Don't fall into the product-led growth trap if it's not your DNA
Francescu warns against chasing product-led growth as a default because it sounds noble. If an app doesn't have an inherently viral distribution loop, spending six months on a referral feature won't change that. Know your actual growth DNA and invest in the engine that matches it, whether that's paid acquisition, paywall optimization, or built-in sharing.
“our CEO encouraged a quote from Brian Armstrong at Coinbase where action gets information... in hindsight it might be a flash in the pan but in forward sight it might actually help guide your future decisions... we're always coming from the lens of like how does this improve the user experience not wouldn't it be cool if we shipped this thing”
Action gets information: flash-in-pan features still teach you real things
When features do not retain users long-term, ElevenLabs frames them as data-gathering wins rather than failures.
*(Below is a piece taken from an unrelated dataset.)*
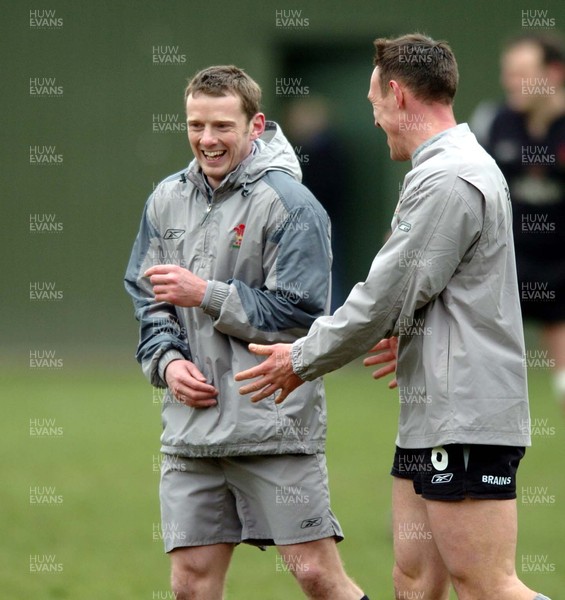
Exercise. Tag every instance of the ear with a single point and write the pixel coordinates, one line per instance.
(556, 73)
(398, 93)
(257, 126)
The act of shipping generated market intelligence no pre-build research would have revealed. The condition for this framing to hold is starting from a genuine user problem rather than from 'wouldn't it be cool if.' Features built on real problems teach real things even when they eventually get replaced.
“our sense is probably each product will have a growth person who has like really great taste and really great ideas and then you work with the engineering team and you go okay I'm going to launch a product so say we're launching image and video creation in our app you then chat with an agent and you're like hey we're launching this product it then like literally checks through your codebase it checks through online like competitive landscape it reads through all your internal docs”
The future marketer is one person directing AI agents through the entire launch pipeline
Luke's prediction: within a couple of years, a single growth-minded person with taste will direct a suite of AI agents that handle the entire launch pipeline — competitive research, messaging, storyboard, video production, localization, ad variants, and performance monitoring. The job title shifts from 'marketer' to 'creative director of agents.' For solo founders today, this is already partially achievable by stitching existing tools together.
“we started the year with 9,000 paying subscribers and we'll beat aggressive targeting closed the year north of 50,000 paying members”
9K to 50K paying subscribers in one year running TikTok as the only paid channel
Ladder entered 2023 with 9K subscribers and closed the year at 50K+ — a 500%+ gain — running a single paid channel (TikTok) while maintaining top-of-benchmark monthly retention. The growth came from an entirely in-house motion: no agencies, founder and creative director running ads personally, organic signals feeding paid decisions, and a web quiz converting cold traffic. The business was profitable on a per-user basis in low single-digit months throughout.